Little male Russian tortoises can be VERY aggressive! I vote for them.


----------



## GeoTerraTestudo (Oct 3, 2011)

jeffbens0n said:


> Snapper...alligator or common I guess it wouldn't matter if they were the same size.



I think at parity, even though the alligator snapper would have stronger jaws, the common snapper would be the best overall fighter, because they do still have strong jaws, but are also very aggressive and agile for a turtle. Actually, for its size, the common snapper is probably one of the toughest fighters in the entire animal kingdom.


----------



## yagyujubei (Oct 3, 2011)

I would say common snapper with spiny softshell at no.2


----------



## GeoTerraTestudo (Oct 3, 2011)

yagyujubei said:


> I would say common snapper with spiny softshell at no.2



I would rank softshell species after the two snapper species, simply because their lack of a hard shell affords them more agility, but less armor. The third-place family in my book would be mud and musk turtles, because they also have a strong bite. Maybe in fourth place would be side-necked turtles, since they also have a strong bite. In fifth place, I would probably put most pond turtles, since they are quite speedy.

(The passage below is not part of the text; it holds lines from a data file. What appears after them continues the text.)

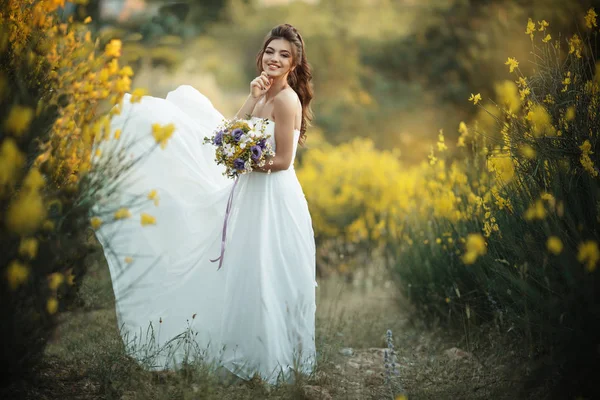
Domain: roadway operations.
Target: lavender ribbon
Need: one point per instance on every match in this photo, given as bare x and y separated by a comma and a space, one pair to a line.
224, 234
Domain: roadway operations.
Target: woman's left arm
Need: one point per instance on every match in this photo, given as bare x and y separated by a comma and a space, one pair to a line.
284, 110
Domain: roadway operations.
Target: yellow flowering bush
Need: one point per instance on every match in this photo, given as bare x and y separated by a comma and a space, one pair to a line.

I would probably rank box turtles sixth, and tortoises last; they are usually pretty calm creatures (except while mating), which is, after all, why so many of us like having them as pets!


----------



## fbsmith3 (Oct 3, 2011)

If all being equal size, a musk turtle is my absolute favorite. Everyone see them as less powerful because of thier small size, but if they were as big as a snapper, I'd think they would be extrememly dangerous.


----------



## Az tortoise compound (Oct 3, 2011)

NINJA turtles...Leonardo in particular, his swords are very sharp


----------



## fbsmith3 (Oct 3, 2011)

Were the Teenage Mutant Ninja Turtles Red-Eared Sliders?


----------



## GeoTerraTestudo (Oct 3, 2011)

fbsmith3 said:


> Were the Teenage Mutant Ninja Turtles Red-Eared Sliders?



Judging by the fact that they lived in a tiny goldfish bowl before being flushed down the toilet, I'd say they were RES, yes!

Being ninja-trained mutants, I'd also say they'd be the toughest. But we're talking non-mutant, non-martial art expert turtles here.


----------



## fbsmith3 (Oct 3, 2011)

I suppose you're right so I go back to Musk turtles. For a little guy they are very aggressive. Of course I only have known wild musk turtles, I don't know how aggressive pet Musk turtles are.


----------